We experienced beautiful weather here in Atlanta this weekend. The sun was shining and the temperature climbed to almost 70 degrees. These beautiful conditions pushed many of us outdoors and into community with people who you can reach out and touch but whose company you rarely get to enjoy. I sometimes encounter my neighbors in the morning as we’re preparing to take our children to school but we don’t get to talk like we did yesterday. While our children played together, we stood around discussing young people, particularly the young college students working in my neighbor’s office. She works as a Social Worker and her division was recently assigned several interns. My neighbor usually enjoys mentoring these young people but she often marvels at the assumptions that even they make as people committing themselves to helping those who live in communities they would describe as being very much their own. “It’s like t.v. tells them who their own grandmother’s are,” my neighbor mused. “They talk about people who look like stereotypes of who I know them to be,” she continued. “I guess I’ve been doing this work for so long, I know that people are more complicated than their storylines on television,” she said.

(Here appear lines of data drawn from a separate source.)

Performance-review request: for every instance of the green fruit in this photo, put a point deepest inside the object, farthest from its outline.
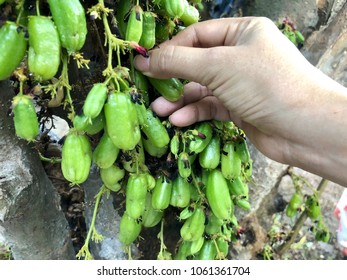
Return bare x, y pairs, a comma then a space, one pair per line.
111, 176
180, 196
208, 251
121, 121
129, 229
44, 48
200, 141
174, 8
135, 25
184, 165
25, 119
151, 217
12, 48
105, 153
95, 101
190, 15
70, 19
209, 158
193, 228
161, 195
148, 31
230, 161
76, 157
155, 130
217, 193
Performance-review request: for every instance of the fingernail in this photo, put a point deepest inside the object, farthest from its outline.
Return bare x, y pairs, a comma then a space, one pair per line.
141, 63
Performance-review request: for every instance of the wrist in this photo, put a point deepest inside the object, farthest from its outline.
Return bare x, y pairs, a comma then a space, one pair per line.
318, 143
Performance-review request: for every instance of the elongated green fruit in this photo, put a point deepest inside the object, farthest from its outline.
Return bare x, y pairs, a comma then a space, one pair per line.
218, 196
135, 199
194, 226
200, 141
180, 196
242, 150
105, 153
135, 25
175, 8
129, 229
151, 217
161, 195
44, 48
209, 158
208, 251
70, 19
12, 48
155, 130
148, 32
95, 100
111, 176
184, 165
25, 119
121, 121
190, 15
230, 161
76, 157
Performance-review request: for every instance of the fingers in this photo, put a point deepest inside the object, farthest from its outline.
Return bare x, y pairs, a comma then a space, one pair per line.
207, 108
211, 33
190, 53
193, 92
175, 61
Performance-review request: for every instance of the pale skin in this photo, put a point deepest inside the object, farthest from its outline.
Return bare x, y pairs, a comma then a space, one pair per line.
245, 70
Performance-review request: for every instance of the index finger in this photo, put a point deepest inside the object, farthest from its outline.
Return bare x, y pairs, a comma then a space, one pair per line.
211, 33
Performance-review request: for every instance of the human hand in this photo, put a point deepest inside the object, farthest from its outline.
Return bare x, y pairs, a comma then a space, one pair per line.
247, 71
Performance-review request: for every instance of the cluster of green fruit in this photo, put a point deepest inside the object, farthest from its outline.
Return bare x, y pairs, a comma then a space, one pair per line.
203, 170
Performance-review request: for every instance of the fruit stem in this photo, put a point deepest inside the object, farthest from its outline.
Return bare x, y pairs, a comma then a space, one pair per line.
300, 221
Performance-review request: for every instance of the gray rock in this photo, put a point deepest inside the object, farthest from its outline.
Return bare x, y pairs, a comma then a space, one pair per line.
31, 221
107, 222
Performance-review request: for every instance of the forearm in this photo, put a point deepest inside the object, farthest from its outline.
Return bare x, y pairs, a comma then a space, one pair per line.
319, 137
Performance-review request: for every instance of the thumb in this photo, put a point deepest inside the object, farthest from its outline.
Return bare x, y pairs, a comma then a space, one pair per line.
177, 61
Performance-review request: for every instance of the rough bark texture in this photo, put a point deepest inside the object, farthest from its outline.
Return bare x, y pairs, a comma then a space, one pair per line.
31, 221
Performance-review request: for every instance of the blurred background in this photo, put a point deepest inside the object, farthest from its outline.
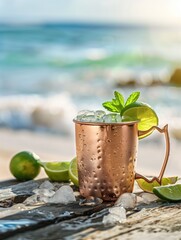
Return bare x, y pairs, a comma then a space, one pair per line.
58, 57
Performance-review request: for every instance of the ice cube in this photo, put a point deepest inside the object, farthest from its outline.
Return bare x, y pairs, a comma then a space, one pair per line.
88, 118
90, 201
126, 200
46, 185
148, 197
99, 115
84, 114
111, 118
63, 195
116, 214
32, 200
44, 192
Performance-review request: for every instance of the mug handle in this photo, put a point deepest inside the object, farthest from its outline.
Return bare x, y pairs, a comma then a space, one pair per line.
167, 152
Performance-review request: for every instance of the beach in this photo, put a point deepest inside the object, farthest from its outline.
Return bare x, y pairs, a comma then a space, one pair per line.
50, 72
48, 147
51, 147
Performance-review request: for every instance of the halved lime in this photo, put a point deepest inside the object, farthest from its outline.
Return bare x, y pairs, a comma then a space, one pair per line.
148, 187
142, 112
73, 173
24, 165
169, 192
56, 171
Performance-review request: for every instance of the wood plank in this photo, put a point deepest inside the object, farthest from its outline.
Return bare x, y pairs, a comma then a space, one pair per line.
43, 216
160, 222
20, 189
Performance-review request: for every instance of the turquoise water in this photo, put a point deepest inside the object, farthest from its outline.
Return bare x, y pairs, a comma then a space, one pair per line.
49, 72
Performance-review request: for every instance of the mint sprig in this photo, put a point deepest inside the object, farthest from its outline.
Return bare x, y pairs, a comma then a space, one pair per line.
118, 104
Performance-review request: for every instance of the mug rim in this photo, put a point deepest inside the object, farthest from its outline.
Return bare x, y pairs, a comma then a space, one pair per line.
104, 123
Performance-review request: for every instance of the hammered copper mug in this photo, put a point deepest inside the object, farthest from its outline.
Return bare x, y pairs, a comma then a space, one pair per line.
106, 156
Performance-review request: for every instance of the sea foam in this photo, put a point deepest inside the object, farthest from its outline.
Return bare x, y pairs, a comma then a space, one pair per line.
53, 113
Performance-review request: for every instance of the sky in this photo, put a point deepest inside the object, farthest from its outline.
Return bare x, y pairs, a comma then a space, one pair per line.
151, 12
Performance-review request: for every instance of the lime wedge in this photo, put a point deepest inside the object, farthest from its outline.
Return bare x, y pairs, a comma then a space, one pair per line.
143, 113
148, 187
169, 192
73, 173
56, 171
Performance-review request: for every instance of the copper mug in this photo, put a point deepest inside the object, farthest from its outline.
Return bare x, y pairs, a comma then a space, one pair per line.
106, 156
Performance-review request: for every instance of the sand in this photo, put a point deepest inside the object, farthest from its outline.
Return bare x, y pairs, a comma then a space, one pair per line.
57, 148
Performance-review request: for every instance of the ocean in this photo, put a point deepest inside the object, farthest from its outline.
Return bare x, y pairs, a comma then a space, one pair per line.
49, 72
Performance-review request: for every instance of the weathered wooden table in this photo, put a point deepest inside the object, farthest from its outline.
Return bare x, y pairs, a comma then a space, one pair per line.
157, 220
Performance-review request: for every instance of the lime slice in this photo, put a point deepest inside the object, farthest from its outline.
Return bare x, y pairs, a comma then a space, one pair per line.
73, 173
56, 171
24, 166
169, 192
143, 113
148, 187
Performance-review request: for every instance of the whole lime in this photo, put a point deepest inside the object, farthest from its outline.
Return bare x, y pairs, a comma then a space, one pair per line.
24, 166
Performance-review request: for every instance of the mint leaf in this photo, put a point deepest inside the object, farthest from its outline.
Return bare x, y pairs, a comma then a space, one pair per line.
110, 106
119, 98
132, 98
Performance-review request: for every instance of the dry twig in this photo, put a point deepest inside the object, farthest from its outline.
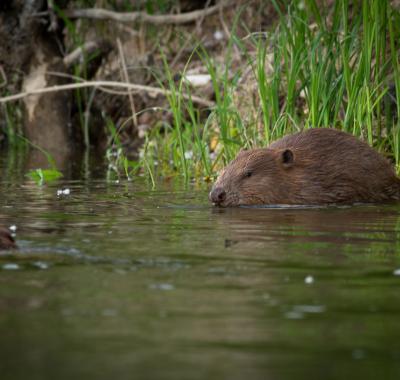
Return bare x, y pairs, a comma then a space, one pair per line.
105, 14
99, 84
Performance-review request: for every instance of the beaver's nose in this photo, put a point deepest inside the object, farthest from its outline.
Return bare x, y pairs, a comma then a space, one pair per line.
217, 195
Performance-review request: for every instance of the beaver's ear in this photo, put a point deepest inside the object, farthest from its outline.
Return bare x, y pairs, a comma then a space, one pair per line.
287, 158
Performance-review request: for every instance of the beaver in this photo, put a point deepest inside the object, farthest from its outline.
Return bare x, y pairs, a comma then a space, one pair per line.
6, 240
313, 167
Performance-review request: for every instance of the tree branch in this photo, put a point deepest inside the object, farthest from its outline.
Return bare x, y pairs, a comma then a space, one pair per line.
105, 14
129, 86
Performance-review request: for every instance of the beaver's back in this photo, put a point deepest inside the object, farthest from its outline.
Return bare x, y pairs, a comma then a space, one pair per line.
333, 166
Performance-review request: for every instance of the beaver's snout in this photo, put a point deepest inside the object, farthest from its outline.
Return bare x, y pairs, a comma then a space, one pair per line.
217, 195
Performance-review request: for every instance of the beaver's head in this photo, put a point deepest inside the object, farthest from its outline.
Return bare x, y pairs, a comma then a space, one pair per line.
254, 177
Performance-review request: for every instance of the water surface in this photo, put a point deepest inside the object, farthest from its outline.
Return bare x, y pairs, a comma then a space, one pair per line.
115, 280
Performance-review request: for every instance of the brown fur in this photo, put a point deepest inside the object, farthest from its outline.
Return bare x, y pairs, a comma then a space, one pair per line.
6, 240
317, 166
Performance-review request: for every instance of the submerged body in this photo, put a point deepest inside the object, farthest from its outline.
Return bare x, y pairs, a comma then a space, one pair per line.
317, 166
6, 240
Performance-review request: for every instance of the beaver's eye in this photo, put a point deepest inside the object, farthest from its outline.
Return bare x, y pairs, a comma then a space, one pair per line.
248, 173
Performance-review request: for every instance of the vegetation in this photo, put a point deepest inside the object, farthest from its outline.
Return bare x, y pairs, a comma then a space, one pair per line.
335, 66
328, 70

I sympathized with my neighbor’s story. I told her about being in the public library last week overhearing what appeared to be a student group discussing a community service project they were planning. The project involved going door-to-door in “the community” informing people about energy efficiency in their homes. “What people don’t know” was the repeated refrain in their conversation. The only people I could imagine not knowing about home energy conservation in my community growing-up, which was very much like the West End community they were describing, were children. Children were the intended recipients of a wealth of knowledge from older people about how to conserve just about everything: “What you running fresh water for? Put that baby in that same water you just washed that other child in; it ain’t hurtin’ nothin’. That baby wouldn’t that dirty,” I would hear as advice given to young parents who clearly knew little about how to best use their resources; or this, “Close that refrigerator door , girl! You need to know what you want before you pull that door open,” was the instruction I was given when I lingered too long in the refrigerator; or, “Can Mary fit this? Sarah outgrew it.” Hand-me-downs was a way that the life of garments was extended so that money wouldn’t have to be wasted on new clothes. Perhaps my personal favorite was, “Stop burnin’ all these lights! Why you got all these lights on with all this light coming from outside? It ain’t dark in here.” My grandfather spoke of electric lights as though they were candles.
The language that I heard while growing-up was more colorful than the language of the green movement and so, more interesting. The students that I overheard mistook the colorful language for ignorance because, perhaps, it lacked the scientific terms they were using to describe their world. I didn’t know a single scientist when I was a child, but I knew people who practically worshipped the natural world. I knew people who took pride in their lawns and flower beds, their gardens and the birds they fed. I saw people pick-up trash they didn’t throw on the ground themselves; who shared abundance and didn’t just boast of it. So I wanted to say to those young people I overheard talking, “Imagine if the people you’re planning on helping do know something, then what are you going to do? What will your project amount to?” I think it’s clear that they wouldn’t have had much of a project, but if they thought about collaborating with people in the community they wanted to work in, they might have been on to something interesting.
Marvin Gaye’s phenomenal track “Mercy, Mercy Me (The Ecology)” always sounded like a collaborative work to me. The “mercy, mercy me” part always sounded like an old person’s voice; something my grandparents would say. In my mind, this song draws on an ancestral presence to voice urgent ecological concerns. The result brings the young and the old together to reclaim a cherished ecological past that was once a reality that the old knew very well, not some fantasy or sentimental delusion.
I certainly understood my neighbors frustration with her interns. Theirs was a model of service that diminishes the collaborative possibilities of community work; reducing a colorful world to one predictable tone.